Those
who were present at this year’s Weird Weekend in Hartland in North Devon in
August, saw me on several occasions brandishing a small glass vial containing a
tuft of long red hairs that I was going to analyse at the earliest possible
moment – or so I kept promising everybody. Unfortunately other matters, such as
making a living, kept elbowing their way to the front of the line, and pushing
the vial and other small matters towards the back, so it has taken me close to
two months getting around to it.
So
first of all, what are these hairs, and how come they are now in my possession?

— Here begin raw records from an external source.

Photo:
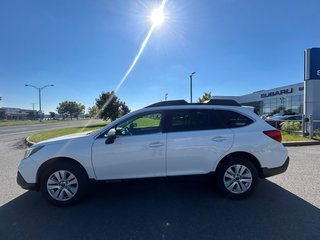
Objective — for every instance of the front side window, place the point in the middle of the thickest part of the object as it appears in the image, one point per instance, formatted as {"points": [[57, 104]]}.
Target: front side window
{"points": [[143, 124]]}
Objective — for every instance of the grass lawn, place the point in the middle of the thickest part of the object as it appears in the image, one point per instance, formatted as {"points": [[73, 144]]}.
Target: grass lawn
{"points": [[65, 131]]}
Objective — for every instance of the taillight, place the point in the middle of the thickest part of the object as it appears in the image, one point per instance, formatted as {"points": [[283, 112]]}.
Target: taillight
{"points": [[274, 134]]}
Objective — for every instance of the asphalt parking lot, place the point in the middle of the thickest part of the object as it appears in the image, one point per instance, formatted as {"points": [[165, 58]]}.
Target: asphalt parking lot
{"points": [[282, 207]]}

It is a fairly long story, but I shall try to make it short. In 1991 I was
working as a tour guide in New Zealand, and on one of the trips I worked with a
driver a few years younger than myself. We became friends and have stayed in
touch ever since. Last year he came in to a serious amount of money and decided
to spend them on the trip to end all trips. Until then he had never been
outside of New Zealand. So off he went, and in March this year he was in Borneo
where some locals gave him a tuft of hair, telling him it was from an upright
manlike ape that lived in the jungle. And he should have it because it would
bring him luck, and they think he needed it, as he had told them he was
planning to go around the world. Luckily he remembered my interest in all
matters cryptozoological, so he sent me a sample of the hairs to have a look at
– and those are the hairs I have been waving about.
The
next part of the story is of course, what are they? The hairs are fairly coarse
and stiff, with a deep reddish brown colour. In a microscope they look slightly
faded, and I have a sneaking suspicion they are quite old. If you study the
surface pattern of protein scales, quite a lot of them have been rubbed off,
which is typical of old hairs. They are clearly primate, with hollows in the
central part of the hairs and a fairly narrow cortex, and because of the colour
there are very few species they can be.
Unfortunately
there is nothing strange or mysterious about them – they are not from an orang
pendek. It would of course be especially interesting if they where, as they are
from Borneo, where the number of orang pendek sightings is considerably lower
than in Sumatra where several expeditions, including a handful of CFZ-organized
efforts have been looking for the thing.
Alas
- when I looked closer of the distribution of the melanin and the various
internal structures of the hairs it became quite clear that they are from an orang-utan.
I can only speculate as to whether my friend was tricked and some orang-utan
hairs was passed off as something more than that, or whether those friendly
locals really thought it was something special. Since he didn’t pay anything, I
think they really thought they gave him something special.